Upper and lower bushings, ball joints, inner and outter tie rod ends (with new sleeves if needed) and strut rod bushings pretty well covers it. Also, I don't like to tighten anything up until the car is sitting at ride height and you can do this without the engine in it by adjusting the torsion bars until the car is sitting at least pretty close to what you plan to run it at.
 
Should I install new torsion bars or will the original ones be alright?

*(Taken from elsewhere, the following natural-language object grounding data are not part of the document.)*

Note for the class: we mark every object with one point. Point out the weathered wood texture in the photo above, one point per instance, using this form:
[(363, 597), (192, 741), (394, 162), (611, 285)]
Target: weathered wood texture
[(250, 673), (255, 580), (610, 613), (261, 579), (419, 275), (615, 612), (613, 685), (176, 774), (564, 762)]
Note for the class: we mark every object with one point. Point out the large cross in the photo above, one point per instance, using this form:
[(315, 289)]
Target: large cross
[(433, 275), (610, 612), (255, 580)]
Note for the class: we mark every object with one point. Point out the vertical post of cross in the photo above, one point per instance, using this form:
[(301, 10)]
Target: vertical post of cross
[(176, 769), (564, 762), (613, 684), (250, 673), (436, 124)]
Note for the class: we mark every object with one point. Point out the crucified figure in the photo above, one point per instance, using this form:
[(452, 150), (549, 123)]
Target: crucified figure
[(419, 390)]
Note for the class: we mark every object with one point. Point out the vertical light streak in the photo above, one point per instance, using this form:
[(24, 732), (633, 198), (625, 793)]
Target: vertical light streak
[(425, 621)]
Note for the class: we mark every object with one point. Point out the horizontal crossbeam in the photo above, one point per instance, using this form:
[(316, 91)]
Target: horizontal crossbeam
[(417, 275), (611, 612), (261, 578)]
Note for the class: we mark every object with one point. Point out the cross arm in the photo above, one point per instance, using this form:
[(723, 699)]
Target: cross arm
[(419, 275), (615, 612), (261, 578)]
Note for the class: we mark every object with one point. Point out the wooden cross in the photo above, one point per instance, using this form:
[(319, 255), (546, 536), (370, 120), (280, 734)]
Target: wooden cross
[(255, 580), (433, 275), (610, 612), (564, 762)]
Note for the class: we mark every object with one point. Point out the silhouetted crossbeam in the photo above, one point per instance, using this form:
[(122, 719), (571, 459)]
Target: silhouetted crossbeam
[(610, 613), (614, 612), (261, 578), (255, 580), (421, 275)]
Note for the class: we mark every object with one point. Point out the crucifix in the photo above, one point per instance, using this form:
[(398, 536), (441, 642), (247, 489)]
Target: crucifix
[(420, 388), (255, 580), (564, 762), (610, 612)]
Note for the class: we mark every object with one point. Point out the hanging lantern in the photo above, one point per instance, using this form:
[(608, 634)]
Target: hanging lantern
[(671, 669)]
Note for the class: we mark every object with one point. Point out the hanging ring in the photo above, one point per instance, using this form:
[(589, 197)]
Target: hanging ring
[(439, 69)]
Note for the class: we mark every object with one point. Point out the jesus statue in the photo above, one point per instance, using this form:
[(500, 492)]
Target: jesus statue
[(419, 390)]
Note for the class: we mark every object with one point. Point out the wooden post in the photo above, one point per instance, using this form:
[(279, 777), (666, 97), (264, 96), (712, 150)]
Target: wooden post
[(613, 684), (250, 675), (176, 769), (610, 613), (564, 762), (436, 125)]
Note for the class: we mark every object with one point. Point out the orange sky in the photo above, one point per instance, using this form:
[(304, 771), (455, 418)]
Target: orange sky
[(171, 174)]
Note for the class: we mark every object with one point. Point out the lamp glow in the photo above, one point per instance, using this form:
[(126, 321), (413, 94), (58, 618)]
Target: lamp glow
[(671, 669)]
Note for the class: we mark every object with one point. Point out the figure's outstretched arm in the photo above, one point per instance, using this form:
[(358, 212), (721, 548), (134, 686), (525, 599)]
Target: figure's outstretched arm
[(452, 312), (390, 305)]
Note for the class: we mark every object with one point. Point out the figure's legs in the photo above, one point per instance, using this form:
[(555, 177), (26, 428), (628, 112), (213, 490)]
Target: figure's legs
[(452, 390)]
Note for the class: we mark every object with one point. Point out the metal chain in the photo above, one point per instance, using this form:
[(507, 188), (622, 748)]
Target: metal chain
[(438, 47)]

How many miles are on them and what is the condition? Rust, nicks, scrapes or bends? Many don't like to reuse old bars but if you know the history of the car and it's had an easy life, I don't have any issues with using old bars that are still in good shape. Other wise, replace them.
 
I don't know how many miles are on them but they look good and they aren't bent that I can tell. The car has not had an engine in it for over 20 years and I don't know if that would help them or hurt then.
 
I am not a road race guy so I guess I would be more of a drag race guy and some local street running. I won't be running a sway bar, I do know that.

Okay I'm out.
 
Go new...for the price? Why not?
 
Put a Firm Feel Stage 2 Box and Bilsteins in too. Can't go wrong.
 
Its cheaper than the cost of a broken bar! Am I right here????
 
Yes your right. New bars. One small nick can snap that sucker at just the wrong time.
 
I'd only ask why non-power disc brakes? I had non-power disks once on an A-body and pedal pressure was ridiculous. Put a booster on - much better!!